Satisfaction in option (see Table 2)

  • Total Satisfaction——–Very Satisfied
    • SC= 42%                               6%
    • SNC= 40%                               6%
    • MOR= 80%                              28%
    • SSR= 95%                               61%

–ANOVA showed all options were significantly different from each other except between SC and SNC

Kinsey Attraction during the past year was measured and found to be significantly different across groups (see Table 3)

1-Anxiety, 2-depression, 3-internalized homonegativity, 4-physical health, and 5-life satisfaction (see Table 4) were each found to be significantly different across the 4 groups with SSR showing the most favorable findings and the single groups showing the least favorable findings.

Using simultaneous regression we identified 9 variables that were found to account for option satisfaction.  This is reported for the total group and each option (see Table 5).

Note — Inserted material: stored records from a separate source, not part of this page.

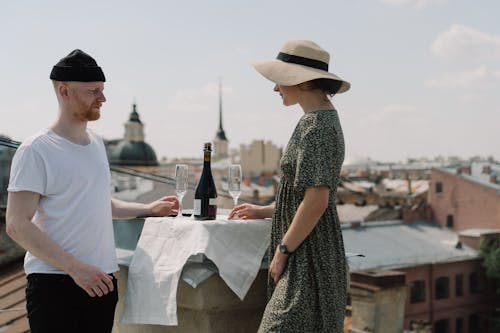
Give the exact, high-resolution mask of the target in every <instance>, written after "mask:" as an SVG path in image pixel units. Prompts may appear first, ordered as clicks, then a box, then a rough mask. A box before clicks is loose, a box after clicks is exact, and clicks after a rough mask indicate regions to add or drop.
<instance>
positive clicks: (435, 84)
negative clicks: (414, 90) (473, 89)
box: [425, 66, 500, 88]
mask: <svg viewBox="0 0 500 333" xmlns="http://www.w3.org/2000/svg"><path fill="white" fill-rule="evenodd" d="M497 80H500V71H494V70H490V69H488V68H487V67H486V66H480V67H478V68H476V69H472V70H466V71H461V72H457V73H448V74H444V75H442V76H440V77H437V78H433V79H430V80H428V81H427V82H426V83H425V84H426V86H428V87H432V88H435V87H437V88H473V87H477V86H483V85H485V84H488V83H491V82H494V81H497Z"/></svg>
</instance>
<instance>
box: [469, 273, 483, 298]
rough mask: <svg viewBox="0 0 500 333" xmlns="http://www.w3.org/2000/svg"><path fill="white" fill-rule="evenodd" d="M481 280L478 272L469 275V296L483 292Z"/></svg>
mask: <svg viewBox="0 0 500 333" xmlns="http://www.w3.org/2000/svg"><path fill="white" fill-rule="evenodd" d="M481 280H482V279H481V273H479V272H474V273H471V275H469V291H470V293H471V294H477V293H480V292H482V291H483V284H482V283H481V282H482V281H481Z"/></svg>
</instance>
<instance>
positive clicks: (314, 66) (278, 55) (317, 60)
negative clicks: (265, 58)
mask: <svg viewBox="0 0 500 333" xmlns="http://www.w3.org/2000/svg"><path fill="white" fill-rule="evenodd" d="M276 59H278V60H281V61H284V62H288V63H291V64H297V65H303V66H307V67H312V68H316V69H321V70H323V71H326V72H328V64H327V63H326V62H323V61H319V60H314V59H309V58H304V57H300V56H294V55H292V54H288V53H283V52H280V53H279V54H278V56H277V57H276Z"/></svg>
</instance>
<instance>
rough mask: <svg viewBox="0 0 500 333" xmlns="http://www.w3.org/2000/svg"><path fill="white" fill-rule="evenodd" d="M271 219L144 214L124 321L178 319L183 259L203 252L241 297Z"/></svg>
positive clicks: (135, 253) (231, 288)
mask: <svg viewBox="0 0 500 333" xmlns="http://www.w3.org/2000/svg"><path fill="white" fill-rule="evenodd" d="M270 233H271V221H270V220H249V221H241V220H227V216H225V215H218V216H217V219H216V220H212V221H196V220H194V219H193V218H185V217H179V218H169V217H162V218H147V219H146V222H145V223H144V228H143V230H142V233H141V237H140V239H139V242H138V244H137V248H136V250H135V253H134V257H133V258H132V262H131V264H130V267H129V273H128V281H127V293H126V295H125V308H124V311H123V315H122V318H121V322H122V323H135V324H157V325H177V302H176V296H177V295H176V293H177V285H178V282H179V277H180V275H181V272H182V268H183V266H184V264H185V263H186V261H187V259H188V258H189V257H190V256H191V255H194V254H197V253H202V254H204V255H205V256H206V257H207V258H208V259H210V260H212V261H213V262H214V264H215V265H216V266H217V268H218V270H219V275H220V277H221V278H222V279H223V280H224V281H225V282H226V284H227V285H228V287H229V288H230V289H231V290H232V291H233V292H234V293H235V294H236V295H237V296H238V297H239V298H240V299H242V300H243V298H244V297H245V295H246V293H247V292H248V289H249V288H250V286H251V285H252V282H253V280H254V279H255V277H256V275H257V273H258V271H259V269H260V266H261V261H262V257H263V256H264V253H265V252H266V250H267V248H268V246H269V237H270Z"/></svg>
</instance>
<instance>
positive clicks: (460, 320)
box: [455, 318, 464, 333]
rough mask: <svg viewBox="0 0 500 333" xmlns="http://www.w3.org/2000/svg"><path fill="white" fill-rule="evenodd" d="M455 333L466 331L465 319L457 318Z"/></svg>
mask: <svg viewBox="0 0 500 333" xmlns="http://www.w3.org/2000/svg"><path fill="white" fill-rule="evenodd" d="M455 333H464V319H463V318H457V319H456V320H455Z"/></svg>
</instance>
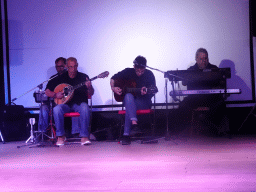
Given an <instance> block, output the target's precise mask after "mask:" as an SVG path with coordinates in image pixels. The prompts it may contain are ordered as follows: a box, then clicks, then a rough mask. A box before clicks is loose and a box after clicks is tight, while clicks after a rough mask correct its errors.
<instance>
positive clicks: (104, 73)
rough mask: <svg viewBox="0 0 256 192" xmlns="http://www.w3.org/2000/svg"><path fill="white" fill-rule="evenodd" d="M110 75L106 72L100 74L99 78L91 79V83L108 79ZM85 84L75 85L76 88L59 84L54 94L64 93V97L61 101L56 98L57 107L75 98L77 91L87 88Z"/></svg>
mask: <svg viewBox="0 0 256 192" xmlns="http://www.w3.org/2000/svg"><path fill="white" fill-rule="evenodd" d="M108 75H109V72H108V71H105V72H103V73H101V74H99V75H98V76H95V77H93V78H92V79H90V81H94V80H95V79H97V78H105V77H108ZM85 83H86V81H85V82H81V83H80V84H78V85H75V86H71V85H69V84H65V83H62V84H59V85H58V86H57V87H55V89H54V93H58V92H63V93H64V97H63V98H61V99H57V98H55V99H54V102H55V103H56V104H57V105H59V104H65V103H67V102H68V101H70V100H71V99H72V97H73V96H74V91H75V90H76V89H78V88H79V87H82V86H85ZM88 97H89V96H88ZM90 97H91V95H90Z"/></svg>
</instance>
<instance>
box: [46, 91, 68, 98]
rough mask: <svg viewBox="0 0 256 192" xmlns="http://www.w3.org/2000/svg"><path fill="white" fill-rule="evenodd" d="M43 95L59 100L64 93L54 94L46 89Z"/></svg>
mask: <svg viewBox="0 0 256 192" xmlns="http://www.w3.org/2000/svg"><path fill="white" fill-rule="evenodd" d="M45 95H47V96H48V97H52V98H57V99H61V98H63V96H64V93H63V92H58V93H55V92H53V91H51V90H50V89H46V90H45Z"/></svg>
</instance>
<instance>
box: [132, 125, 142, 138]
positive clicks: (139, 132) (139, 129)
mask: <svg viewBox="0 0 256 192" xmlns="http://www.w3.org/2000/svg"><path fill="white" fill-rule="evenodd" d="M141 134H142V131H141V130H140V128H139V126H138V125H137V124H133V125H132V127H131V131H130V135H131V136H139V135H141Z"/></svg>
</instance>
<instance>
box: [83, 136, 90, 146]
mask: <svg viewBox="0 0 256 192" xmlns="http://www.w3.org/2000/svg"><path fill="white" fill-rule="evenodd" d="M91 143H92V142H91V141H90V140H89V139H88V137H82V138H81V145H90V144H91Z"/></svg>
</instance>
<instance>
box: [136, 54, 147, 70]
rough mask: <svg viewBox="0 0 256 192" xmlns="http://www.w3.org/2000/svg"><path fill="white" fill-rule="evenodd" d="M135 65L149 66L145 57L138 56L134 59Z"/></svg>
mask: <svg viewBox="0 0 256 192" xmlns="http://www.w3.org/2000/svg"><path fill="white" fill-rule="evenodd" d="M133 63H134V66H135V67H137V68H145V67H146V66H147V60H146V58H145V57H142V56H140V55H139V56H137V57H136V58H135V60H134V61H133Z"/></svg>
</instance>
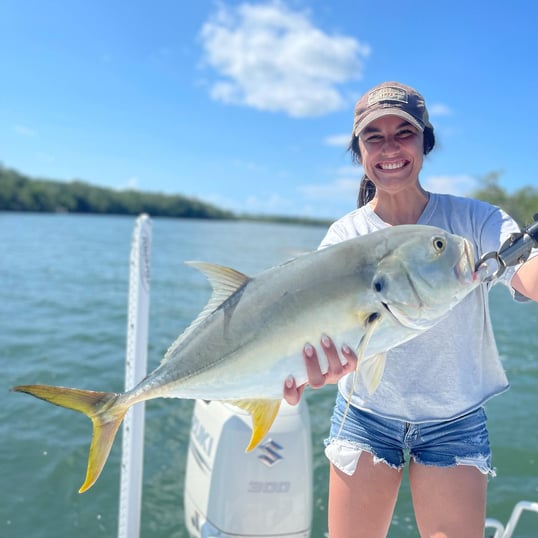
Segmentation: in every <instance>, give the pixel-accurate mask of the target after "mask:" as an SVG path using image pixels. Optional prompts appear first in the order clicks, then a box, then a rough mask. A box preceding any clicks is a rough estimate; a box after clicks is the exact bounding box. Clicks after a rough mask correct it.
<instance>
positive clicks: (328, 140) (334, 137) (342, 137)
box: [324, 133, 351, 148]
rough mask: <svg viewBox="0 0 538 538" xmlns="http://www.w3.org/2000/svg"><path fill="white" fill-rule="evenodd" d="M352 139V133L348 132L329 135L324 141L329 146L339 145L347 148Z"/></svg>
mask: <svg viewBox="0 0 538 538" xmlns="http://www.w3.org/2000/svg"><path fill="white" fill-rule="evenodd" d="M350 140H351V134H350V133H348V134H341V135H331V136H327V137H326V138H325V140H324V142H325V144H326V145H327V146H339V147H342V148H347V147H348V146H349V141H350Z"/></svg>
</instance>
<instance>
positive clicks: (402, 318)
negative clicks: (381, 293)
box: [381, 301, 430, 331]
mask: <svg viewBox="0 0 538 538" xmlns="http://www.w3.org/2000/svg"><path fill="white" fill-rule="evenodd" d="M381 305H382V306H383V308H384V310H385V312H387V313H388V314H389V316H390V317H391V318H392V319H393V320H394V321H395V322H396V323H398V324H399V325H402V326H403V327H406V328H407V329H412V330H414V331H423V330H424V329H426V328H427V327H429V326H430V324H429V323H424V322H423V323H417V322H416V321H414V320H413V319H411V318H410V317H409V316H406V315H405V314H403V313H402V312H401V311H397V310H396V309H392V308H391V307H390V306H389V305H388V303H385V302H384V301H382V302H381Z"/></svg>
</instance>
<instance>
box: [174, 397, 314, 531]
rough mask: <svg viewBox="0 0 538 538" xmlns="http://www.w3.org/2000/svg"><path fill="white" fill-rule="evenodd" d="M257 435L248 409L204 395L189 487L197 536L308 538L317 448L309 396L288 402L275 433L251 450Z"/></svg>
mask: <svg viewBox="0 0 538 538" xmlns="http://www.w3.org/2000/svg"><path fill="white" fill-rule="evenodd" d="M250 436H251V422H250V416H249V415H248V414H247V413H246V412H244V411H242V410H241V409H238V408H237V407H234V406H231V405H229V404H225V403H222V402H204V401H201V400H197V401H196V403H195V406H194V411H193V417H192V426H191V432H190V440H189V450H188V455H187V467H186V476H185V492H184V505H185V523H186V526H187V529H188V532H189V535H190V536H191V537H196V538H210V537H211V538H225V537H239V536H240V537H243V538H247V537H251V538H261V537H272V536H279V537H280V538H308V537H309V536H310V528H311V523H312V448H311V434H310V418H309V413H308V407H307V404H306V402H305V401H304V399H303V400H302V401H301V403H300V404H299V405H297V406H290V405H288V404H286V402H283V403H282V406H281V408H280V411H279V414H278V415H277V417H276V419H275V422H274V423H273V425H272V427H271V430H270V431H269V433H268V435H267V436H266V437H265V438H264V439H263V441H262V442H261V443H260V444H259V445H258V446H257V447H256V448H255V449H254V450H252V451H251V452H248V453H247V452H245V447H246V446H247V445H248V442H249V440H250Z"/></svg>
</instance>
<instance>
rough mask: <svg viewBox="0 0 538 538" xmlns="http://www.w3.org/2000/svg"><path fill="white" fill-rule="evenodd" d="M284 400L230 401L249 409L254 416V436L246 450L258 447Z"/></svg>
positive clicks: (251, 439)
mask: <svg viewBox="0 0 538 538" xmlns="http://www.w3.org/2000/svg"><path fill="white" fill-rule="evenodd" d="M281 402H282V400H233V401H230V402H228V403H230V404H232V405H235V406H237V407H240V408H241V409H244V410H245V411H247V412H248V413H249V414H250V416H251V417H252V436H251V437H250V442H249V444H248V446H247V448H246V449H245V452H250V451H251V450H253V449H254V448H256V447H257V446H258V445H259V444H260V442H261V440H262V439H263V438H264V437H265V435H266V434H267V432H268V431H269V429H270V428H271V426H272V425H273V422H274V421H275V418H276V416H277V414H278V410H279V409H280V404H281Z"/></svg>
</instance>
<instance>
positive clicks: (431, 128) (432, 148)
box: [348, 127, 435, 207]
mask: <svg viewBox="0 0 538 538" xmlns="http://www.w3.org/2000/svg"><path fill="white" fill-rule="evenodd" d="M423 133H424V146H423V151H424V155H428V153H430V151H431V150H432V149H433V147H434V146H435V135H434V134H433V128H432V127H424V131H423ZM348 151H350V152H351V159H352V161H353V162H354V163H356V164H361V152H360V149H359V137H358V136H356V135H355V134H354V133H353V136H352V137H351V142H350V144H349V147H348ZM374 196H375V185H374V183H373V181H372V180H370V179H368V177H367V176H366V174H365V175H364V176H362V179H361V183H360V186H359V195H358V197H357V207H362V206H363V205H366V204H367V203H368V202H369V201H370V200H372V198H373V197H374Z"/></svg>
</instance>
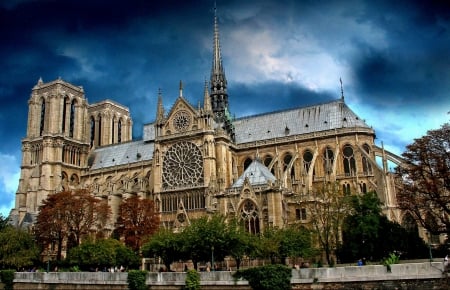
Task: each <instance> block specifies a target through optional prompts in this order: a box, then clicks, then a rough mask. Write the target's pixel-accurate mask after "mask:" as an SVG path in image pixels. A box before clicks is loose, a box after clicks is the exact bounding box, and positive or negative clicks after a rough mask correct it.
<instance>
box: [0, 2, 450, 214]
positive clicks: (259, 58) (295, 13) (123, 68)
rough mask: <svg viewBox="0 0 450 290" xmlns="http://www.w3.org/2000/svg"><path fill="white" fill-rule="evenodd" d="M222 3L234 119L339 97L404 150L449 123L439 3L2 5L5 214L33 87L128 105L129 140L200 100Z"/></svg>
mask: <svg viewBox="0 0 450 290" xmlns="http://www.w3.org/2000/svg"><path fill="white" fill-rule="evenodd" d="M214 2H216V3H217V15H218V17H219V29H220V40H221V48H222V57H223V62H224V67H225V71H226V76H227V79H228V92H229V100H230V110H231V112H232V114H234V115H235V116H236V117H240V116H245V115H252V114H258V113H264V112H269V111H273V110H282V109H287V108H292V107H299V106H306V105H313V104H317V103H321V102H326V101H330V100H333V99H337V98H339V97H340V94H341V87H340V82H339V79H340V78H342V81H343V88H344V95H345V100H346V103H347V104H348V105H349V106H350V108H352V109H353V110H354V111H355V112H356V113H357V114H358V115H359V116H360V117H361V118H363V119H365V120H366V122H367V123H368V124H369V125H371V126H373V128H374V129H375V130H376V133H377V139H376V143H377V144H378V145H381V142H383V144H384V146H385V148H386V149H388V150H390V151H392V152H394V153H396V154H401V153H402V152H403V151H404V149H405V146H406V145H408V144H411V143H412V142H413V141H414V138H418V137H421V136H423V135H424V134H426V132H427V130H429V129H436V128H439V127H440V126H441V125H442V124H443V123H445V122H448V121H449V119H450V115H448V112H449V111H450V96H449V95H450V4H446V3H445V1H403V0H397V1H384V0H378V1H364V0H357V1H356V0H355V1H332V0H329V1H312V0H311V1H303V0H245V1H242V0H236V1H234V0H231V1H212V0H208V1H206V0H196V1H187V0H186V1H174V0H168V1H144V0H140V1H137V0H129V1H99V0H90V1H80V0H79V1H74V0H65V1H56V0H51V1H45V0H42V1H33V0H6V1H1V3H0V35H1V37H2V40H1V46H0V67H1V68H2V70H1V71H0V100H1V103H2V106H1V108H0V120H1V122H0V138H1V140H2V142H1V145H0V212H1V213H3V215H4V216H5V215H8V214H9V211H10V209H11V207H13V202H14V196H15V191H16V190H17V185H18V180H19V176H20V174H19V173H20V160H21V154H20V148H21V138H23V137H25V135H26V124H27V109H28V107H27V102H28V99H29V96H30V93H31V88H32V87H33V86H34V85H35V84H36V83H37V81H38V79H39V78H40V77H42V79H43V80H44V82H48V81H52V80H55V79H57V78H58V77H61V78H62V79H64V80H66V81H68V82H71V83H73V84H75V85H80V86H83V87H84V90H85V93H86V97H87V98H88V100H89V103H94V102H97V101H100V100H103V99H107V98H108V99H112V100H115V101H117V102H119V103H121V104H123V105H126V106H128V107H129V108H130V110H131V113H132V117H133V122H134V127H133V137H134V138H135V139H139V138H140V137H141V136H142V124H145V123H150V122H152V121H153V120H154V119H155V111H156V101H157V94H158V90H159V89H161V90H162V94H163V102H164V106H165V107H166V108H170V106H171V105H172V104H173V103H174V101H175V99H176V97H177V96H178V86H179V81H180V80H182V81H183V83H184V91H183V95H184V96H185V97H186V98H187V99H188V100H189V101H190V102H191V103H192V104H197V103H198V102H199V101H201V100H202V96H203V86H204V81H205V79H208V78H209V73H210V69H211V61H212V43H213V16H214V9H213V7H214Z"/></svg>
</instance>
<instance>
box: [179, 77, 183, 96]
mask: <svg viewBox="0 0 450 290" xmlns="http://www.w3.org/2000/svg"><path fill="white" fill-rule="evenodd" d="M182 97H183V81H181V80H180V98H182Z"/></svg>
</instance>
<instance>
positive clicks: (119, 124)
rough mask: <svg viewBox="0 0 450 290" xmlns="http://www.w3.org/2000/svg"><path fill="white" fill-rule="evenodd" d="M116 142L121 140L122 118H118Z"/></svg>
mask: <svg viewBox="0 0 450 290" xmlns="http://www.w3.org/2000/svg"><path fill="white" fill-rule="evenodd" d="M117 142H119V143H120V142H122V119H119V123H118V124H117Z"/></svg>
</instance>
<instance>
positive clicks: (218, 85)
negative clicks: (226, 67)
mask: <svg viewBox="0 0 450 290" xmlns="http://www.w3.org/2000/svg"><path fill="white" fill-rule="evenodd" d="M210 82H211V106H212V109H213V112H214V121H216V123H217V124H219V125H220V126H221V127H222V128H223V129H224V130H225V131H227V132H228V134H229V135H230V136H231V138H232V139H234V128H233V125H232V123H231V121H232V120H231V116H230V112H229V107H228V93H227V79H226V77H225V70H224V68H223V65H222V55H221V50H220V41H219V25H218V23H217V13H216V9H214V43H213V61H212V68H211V79H210Z"/></svg>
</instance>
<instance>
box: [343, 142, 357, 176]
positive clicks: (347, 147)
mask: <svg viewBox="0 0 450 290" xmlns="http://www.w3.org/2000/svg"><path fill="white" fill-rule="evenodd" d="M342 153H343V158H344V160H343V161H344V173H345V176H353V175H355V173H356V162H355V156H354V154H353V148H352V146H350V145H346V146H345V147H344V150H343V152H342Z"/></svg>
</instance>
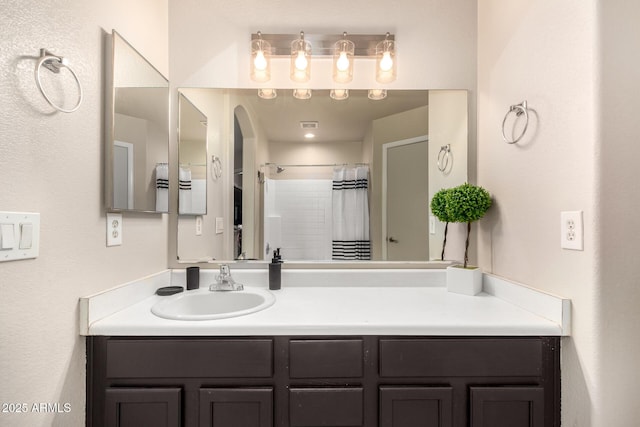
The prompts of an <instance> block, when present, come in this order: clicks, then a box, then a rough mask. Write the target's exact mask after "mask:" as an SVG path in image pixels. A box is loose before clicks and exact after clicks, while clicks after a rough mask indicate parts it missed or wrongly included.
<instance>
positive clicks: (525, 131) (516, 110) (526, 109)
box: [502, 101, 529, 144]
mask: <svg viewBox="0 0 640 427" xmlns="http://www.w3.org/2000/svg"><path fill="white" fill-rule="evenodd" d="M514 111H515V113H516V117H520V116H521V115H523V114H524V118H525V123H524V128H523V129H522V132H521V133H520V136H518V137H517V138H516V139H514V140H513V141H509V139H508V138H507V135H505V132H504V125H505V123H507V117H509V114H511V113H512V112H514ZM528 126H529V112H528V111H527V101H522V102H521V103H520V104H518V105H512V106H511V107H509V111H507V114H505V116H504V120H502V139H504V142H506V143H507V144H515V143H516V142H518V141H520V140H521V139H522V137H523V136H524V134H525V133H526V132H527V127H528Z"/></svg>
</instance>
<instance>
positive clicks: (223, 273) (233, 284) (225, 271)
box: [209, 264, 244, 291]
mask: <svg viewBox="0 0 640 427" xmlns="http://www.w3.org/2000/svg"><path fill="white" fill-rule="evenodd" d="M243 289H244V286H242V285H241V284H240V283H236V281H235V280H233V277H231V272H230V271H229V266H228V265H227V264H221V265H220V274H218V275H217V276H216V281H215V283H212V284H211V286H209V290H210V291H241V290H243Z"/></svg>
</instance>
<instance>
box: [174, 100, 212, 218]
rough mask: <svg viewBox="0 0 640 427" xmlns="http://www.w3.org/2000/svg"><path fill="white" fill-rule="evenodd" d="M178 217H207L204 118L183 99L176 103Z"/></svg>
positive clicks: (200, 111) (206, 132) (206, 177)
mask: <svg viewBox="0 0 640 427" xmlns="http://www.w3.org/2000/svg"><path fill="white" fill-rule="evenodd" d="M178 109H179V118H178V140H179V145H178V157H179V163H180V169H179V171H178V213H179V214H180V215H204V214H206V213H207V117H206V116H205V115H204V114H203V113H202V112H201V111H200V110H198V108H196V106H195V105H194V104H193V103H192V102H191V101H190V100H189V99H188V98H187V97H186V96H185V95H184V93H180V94H179V99H178Z"/></svg>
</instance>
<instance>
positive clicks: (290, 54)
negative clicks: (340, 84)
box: [251, 31, 397, 84]
mask: <svg viewBox="0 0 640 427" xmlns="http://www.w3.org/2000/svg"><path fill="white" fill-rule="evenodd" d="M312 49H313V56H317V57H332V58H333V81H334V82H336V83H341V84H343V83H349V82H351V81H352V80H353V64H354V59H356V58H358V57H360V58H375V59H376V80H377V81H378V82H379V83H389V82H392V81H394V80H395V79H396V70H397V65H396V63H397V61H396V59H397V58H396V43H395V36H394V35H393V34H391V33H386V34H349V35H347V33H346V32H345V33H342V34H333V35H330V34H305V33H304V32H302V31H301V32H300V34H299V36H295V35H291V34H262V33H260V32H257V33H254V34H252V35H251V67H252V68H251V78H252V80H254V81H256V82H266V81H269V79H268V77H270V71H271V70H270V64H269V59H270V57H289V58H290V62H291V65H290V77H291V79H292V80H293V81H295V82H298V83H305V82H308V81H309V80H310V79H311V53H312Z"/></svg>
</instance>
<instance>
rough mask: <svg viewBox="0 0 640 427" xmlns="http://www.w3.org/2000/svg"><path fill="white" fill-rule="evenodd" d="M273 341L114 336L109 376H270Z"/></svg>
mask: <svg viewBox="0 0 640 427" xmlns="http://www.w3.org/2000/svg"><path fill="white" fill-rule="evenodd" d="M272 373H273V342H272V340H270V339H257V340H243V339H237V340H235V339H222V340H194V339H184V340H173V339H172V340H143V339H141V340H118V339H114V340H110V341H109V342H108V343H107V377H108V378H158V377H162V378H267V377H271V376H272Z"/></svg>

These variables were found to explain 25% to 40% of the relationship satisfaction depending on group

Table 5 shows important predictors of satisfaction for various groups

“I meet my needs for connection, intimacy and mutual understanding” was the single most important predictor of satisfaction across all 4 groups

other important predictors–

  • authentic sexual expression
  • resolving conflicts with religion
  • reducing depression and anxiety


1) Satisfaction was highest in SSR, followed by MOR while SC and SNC were markedly less satisfied

2) Relationship option has health implications beyond satisfaction in all 5 measured areas

3) Those in SSR and SNC showed the most SS attraction and those in MOR and SC the least, although the explanation for this needs further study

4) Meeting needs for connection is most important for all groups followed by other factors including authentic sexual expression and religious conflict resolution and mental health issues.

5) For both partnered groups, the older participants were and longer they had been in a relationship, the less satisfied they were in their relationship option. That is, MOR and SSR groups evidenced more satisfaction than the SC or SNC groups, even when time in status was controlled for. In fact, the differences in satisfaction between groups would likely be more pronounced with time in status controlled for since people had been in MORs longer than in any other option.

Therapy Implications

  1. Although results indicate that being in a SSR was rated more satisfactorily for our SSA sample, this does not mean that all SSA individuals would be more satisfied in a SSR or should be counseled to do so, especially as 28% of SSA individuals in our sample reported being very satisfied in a MOR and 80% reported some level of satisfaction in that relationship option. Similarly, 6% reported being very satisfied being single and celibate with 40.4% reporting some level of satisfaction and another 6% reported being very satisfied being single and non-celibate with 41.5% reporting some level of satisfaction in that life option.
  2. Psychotherapy to increase sexual minorities’ satisfaction in their relationship option, regardless of the option, might explore how to help such clients meet these needs: (a) connection, intimacy, and mutual understanding; (b) authentic sexual expression; (c) resolution of conflicts with religion; and (d) reduction of depression and anxiety. Psychotherapist and client can examine how important these needs are for the client and address any other concerns affecting satisfaction (e.g., family conflicts).